Decision Tree: Suggested Uses of Dimension Settings
Various options are available relating to how Dimensions are used. See How do I configure the dimensions for more details on how to do this. Below are some suggestions on how you could use these options.
Create and Use Split
Calculation of CHAID splits for high cardinality variables is time consuming. You can turn off the Creation of splits for these variables to save time. If the variable looks promising you can either create a CHAID split for a particular node or you can define the branches manually. See How do I manually control the build process? for more details.
Build the initial stages of a tree using high level variables and later stages with low level variables.
-
For example, build the initial stages with high level variables such as Region or 2-digit SIC code (low cardinality) set to "Use Split" and low level variables such as Town or 4-digit SIC with "Use Split" set to False. Then grow particular sections of the tree further, using the lower level variables instead. This will enable you to gain a high level understanding of all areas and a detailed understanding of particular areas.
Unclassifieds
Build the tree initially with Keep Separate and examine the significance of the unclassified branches using the Organic Tree.
-
You will get lots of side shoot branches on the Organic Tree, where unclassified values for each variable are separated off. The width of these will show you the volumes of unclassified data. The angle of the unclassified side shoot will show you how significantly the unclassified people differ from the rest.
-
If the unclassified branches are relatively small and low significance, you may decide it is OK to include them with the bulk of the data. In this case, re-run the Decision Tree using the Free Floating option. This will mean that people with say unknown income (but perhaps known occupation) can be considered alongside people with known income bands, such that they can contribute to the decision for a further split based on occupation. There may be a business reason why you wish to restrict the unclassifieds to be considered as low / high / either.
-
If the unclassified branches are large or of high significance, it would be dangerous to use the Free-Floating option, as clearly these people are different and would confuse any decisions (splits) should they be combined with the rest of the customers. Instead, continue with the Keep Separate option, and perhaps further splits can be made within a group of say unknown income based on data that you do have for these people.
Selector Branches
For nominal variables, use the Mixed Categories option. The other options are available in case an ordinal variable has been set up as nominal.

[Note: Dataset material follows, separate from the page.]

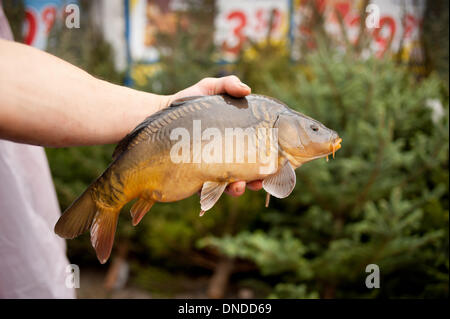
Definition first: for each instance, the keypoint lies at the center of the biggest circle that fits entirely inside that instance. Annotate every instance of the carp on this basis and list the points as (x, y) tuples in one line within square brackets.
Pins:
[(197, 143)]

For ordinal variables, use the Mixed Categories option to first explore which variables contain any information relating to the analysis selection.
-
You can then examine the splits proposed for variables that are used in the Decision Tree. If categories within the nodes are almost conforming to the contiguous groups, you can re-run the tree imposing the Ordered or Cyclic options.
-
For example, if a node is formed using Mixed Categories with “YOB = 1931, 1932, 1933, 1935, 1936…” (i.e. 1934 is not in this node), you could conclude that the data is confirming the natural conception that people of a similar age behave in a similar way and that the fact that 1934 is not in this group is perhaps just an anomaly. In this case you would re-run the Decision Tree using say Mid-Point Split.
-
On the other hand, you might have suspected that consecutive income bands should be grouped contiguously, but the natural grouping using Mixed Categories is so mixed, you decide not to enforce this preconception.